Every newspaper I read this morning had at least one opinion piece on Afghanistan. But the one that's getting the most attention (he's booked tonight on Larry King, for whatever that's worth) wasn't in any print publication. Michael Moore posted on his website, "An Open Letter to President Obama from Michael Moore." And, as always, you know exactly where Moore stands after the first sentence:
Dear President Obama,
Do you really want to be the new "war president"? If you go to West Point and announce that you are increasing, rather than withdrawing, the troops in Afghanistan, you are the new war president. Pure and simple. And with that you will do the worst possible thing you could do — destroy the hopes and dreams so many millions have placed in you.
Interestingly, columnist Fred Kagan (usually known for clear opinions on issues of war and strategy) writes on Slate.com this morning that he's not sure what to think about Afghanistan:
That's because, when it comes to this war, I am the one thing that a columnist probably shouldn't be-ambivalent.

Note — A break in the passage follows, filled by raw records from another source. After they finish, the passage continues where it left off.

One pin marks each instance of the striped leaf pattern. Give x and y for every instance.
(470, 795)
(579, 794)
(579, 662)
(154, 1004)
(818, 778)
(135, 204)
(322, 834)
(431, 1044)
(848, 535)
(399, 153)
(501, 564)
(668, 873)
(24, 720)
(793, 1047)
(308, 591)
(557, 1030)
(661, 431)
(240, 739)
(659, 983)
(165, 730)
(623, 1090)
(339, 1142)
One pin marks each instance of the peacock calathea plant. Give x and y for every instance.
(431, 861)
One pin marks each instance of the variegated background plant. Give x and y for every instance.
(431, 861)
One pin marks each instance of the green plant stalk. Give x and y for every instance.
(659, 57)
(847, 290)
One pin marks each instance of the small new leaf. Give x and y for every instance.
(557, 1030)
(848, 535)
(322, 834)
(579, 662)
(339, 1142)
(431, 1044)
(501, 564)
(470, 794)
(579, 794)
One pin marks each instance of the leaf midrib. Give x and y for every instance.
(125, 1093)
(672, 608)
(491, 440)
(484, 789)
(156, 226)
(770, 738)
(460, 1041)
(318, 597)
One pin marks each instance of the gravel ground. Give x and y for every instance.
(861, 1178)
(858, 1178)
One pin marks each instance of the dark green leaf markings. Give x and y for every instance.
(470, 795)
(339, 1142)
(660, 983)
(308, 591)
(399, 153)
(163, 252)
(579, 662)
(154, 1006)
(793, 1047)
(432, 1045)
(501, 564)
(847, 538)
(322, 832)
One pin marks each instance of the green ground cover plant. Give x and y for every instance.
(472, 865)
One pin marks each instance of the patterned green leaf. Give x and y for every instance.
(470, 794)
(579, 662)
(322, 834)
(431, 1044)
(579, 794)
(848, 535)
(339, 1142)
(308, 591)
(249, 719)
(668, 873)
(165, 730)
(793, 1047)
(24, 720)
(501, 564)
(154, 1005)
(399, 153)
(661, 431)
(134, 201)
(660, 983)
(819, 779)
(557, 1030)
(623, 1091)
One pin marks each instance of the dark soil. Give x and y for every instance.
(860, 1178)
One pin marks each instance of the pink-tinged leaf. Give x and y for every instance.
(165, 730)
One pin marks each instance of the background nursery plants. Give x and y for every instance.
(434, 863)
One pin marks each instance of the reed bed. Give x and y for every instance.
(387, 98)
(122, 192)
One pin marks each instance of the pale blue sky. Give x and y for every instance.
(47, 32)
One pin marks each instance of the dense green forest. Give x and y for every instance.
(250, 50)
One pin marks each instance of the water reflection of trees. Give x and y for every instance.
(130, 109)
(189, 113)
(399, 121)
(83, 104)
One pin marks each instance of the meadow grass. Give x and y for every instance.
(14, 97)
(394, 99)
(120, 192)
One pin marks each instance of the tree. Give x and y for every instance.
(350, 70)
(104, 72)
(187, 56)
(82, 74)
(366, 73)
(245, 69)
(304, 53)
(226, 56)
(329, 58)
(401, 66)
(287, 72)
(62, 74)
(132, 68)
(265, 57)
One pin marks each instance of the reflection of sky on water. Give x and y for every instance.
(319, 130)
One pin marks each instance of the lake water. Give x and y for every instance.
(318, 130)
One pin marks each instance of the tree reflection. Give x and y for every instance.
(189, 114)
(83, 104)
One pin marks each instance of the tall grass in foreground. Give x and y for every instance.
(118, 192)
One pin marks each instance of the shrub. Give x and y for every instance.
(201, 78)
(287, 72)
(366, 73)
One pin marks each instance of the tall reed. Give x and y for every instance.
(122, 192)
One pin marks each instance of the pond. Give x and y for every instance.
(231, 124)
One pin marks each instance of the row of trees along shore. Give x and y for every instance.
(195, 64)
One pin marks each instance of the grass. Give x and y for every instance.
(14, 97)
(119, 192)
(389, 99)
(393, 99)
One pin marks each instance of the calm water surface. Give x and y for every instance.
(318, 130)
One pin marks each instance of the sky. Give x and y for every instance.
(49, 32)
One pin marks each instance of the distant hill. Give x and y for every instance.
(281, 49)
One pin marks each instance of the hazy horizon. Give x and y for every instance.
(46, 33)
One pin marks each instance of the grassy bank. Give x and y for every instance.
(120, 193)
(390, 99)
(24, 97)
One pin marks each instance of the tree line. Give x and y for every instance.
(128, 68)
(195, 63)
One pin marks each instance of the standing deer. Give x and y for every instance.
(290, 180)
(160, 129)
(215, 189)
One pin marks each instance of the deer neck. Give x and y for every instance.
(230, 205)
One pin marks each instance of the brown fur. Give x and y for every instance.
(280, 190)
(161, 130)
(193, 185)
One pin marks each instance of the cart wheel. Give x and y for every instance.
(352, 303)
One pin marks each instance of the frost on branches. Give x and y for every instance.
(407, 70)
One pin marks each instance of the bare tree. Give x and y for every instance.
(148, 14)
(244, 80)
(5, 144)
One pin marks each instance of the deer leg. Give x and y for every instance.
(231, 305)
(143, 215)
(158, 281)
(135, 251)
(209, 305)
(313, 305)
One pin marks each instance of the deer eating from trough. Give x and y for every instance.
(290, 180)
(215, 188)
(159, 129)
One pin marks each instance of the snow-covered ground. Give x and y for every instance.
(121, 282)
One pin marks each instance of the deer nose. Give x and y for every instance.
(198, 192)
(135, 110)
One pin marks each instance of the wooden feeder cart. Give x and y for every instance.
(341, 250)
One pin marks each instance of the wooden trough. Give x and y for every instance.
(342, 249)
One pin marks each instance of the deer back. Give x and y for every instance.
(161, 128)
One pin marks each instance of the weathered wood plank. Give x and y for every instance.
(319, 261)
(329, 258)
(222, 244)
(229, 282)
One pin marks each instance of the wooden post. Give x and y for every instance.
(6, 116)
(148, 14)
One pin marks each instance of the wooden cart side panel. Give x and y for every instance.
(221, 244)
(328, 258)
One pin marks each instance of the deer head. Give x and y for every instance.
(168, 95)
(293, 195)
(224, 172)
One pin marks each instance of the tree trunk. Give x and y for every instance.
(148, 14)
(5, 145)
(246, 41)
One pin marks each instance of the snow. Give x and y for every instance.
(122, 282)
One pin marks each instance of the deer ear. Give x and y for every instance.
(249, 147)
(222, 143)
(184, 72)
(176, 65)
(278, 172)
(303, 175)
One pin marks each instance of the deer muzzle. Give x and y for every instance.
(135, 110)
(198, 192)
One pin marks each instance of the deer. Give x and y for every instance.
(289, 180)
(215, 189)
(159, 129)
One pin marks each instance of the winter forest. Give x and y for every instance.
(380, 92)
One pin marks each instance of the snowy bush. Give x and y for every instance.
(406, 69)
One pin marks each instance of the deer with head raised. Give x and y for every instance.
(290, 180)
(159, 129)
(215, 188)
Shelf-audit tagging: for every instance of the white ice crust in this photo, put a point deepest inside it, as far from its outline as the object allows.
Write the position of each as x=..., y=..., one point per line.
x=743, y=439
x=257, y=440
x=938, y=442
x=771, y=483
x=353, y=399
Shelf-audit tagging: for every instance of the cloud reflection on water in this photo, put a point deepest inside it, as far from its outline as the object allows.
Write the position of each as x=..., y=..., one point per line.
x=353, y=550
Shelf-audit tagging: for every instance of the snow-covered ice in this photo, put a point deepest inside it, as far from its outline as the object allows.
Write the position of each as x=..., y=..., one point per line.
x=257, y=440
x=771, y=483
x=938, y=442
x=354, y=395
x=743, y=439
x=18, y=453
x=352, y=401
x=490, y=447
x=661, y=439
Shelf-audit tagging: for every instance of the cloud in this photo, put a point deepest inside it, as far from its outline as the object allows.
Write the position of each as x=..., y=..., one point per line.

I've studied all the pros and cons. There are valid arguments to justify each side of the issue, and there are still more valid arguments to slap each side down. And if the basic decision were left up to me, I'm not sure what I would do.
On the other side, David Brooks writes in today's New York Times that Obama's plan probably won't make anybody happy — and argues that that probably means it's the right strategy:
Some very smart people say that the administration's direction is already fatally flawed....
These experts may be right. But none of us get to have our first choice on this matter. President Obama faces such a devilishly complex set of constraints that the policy he announces will be partially unsatisfying to every American and to every member of his administration....
But it may be the best strategy under the circumstances.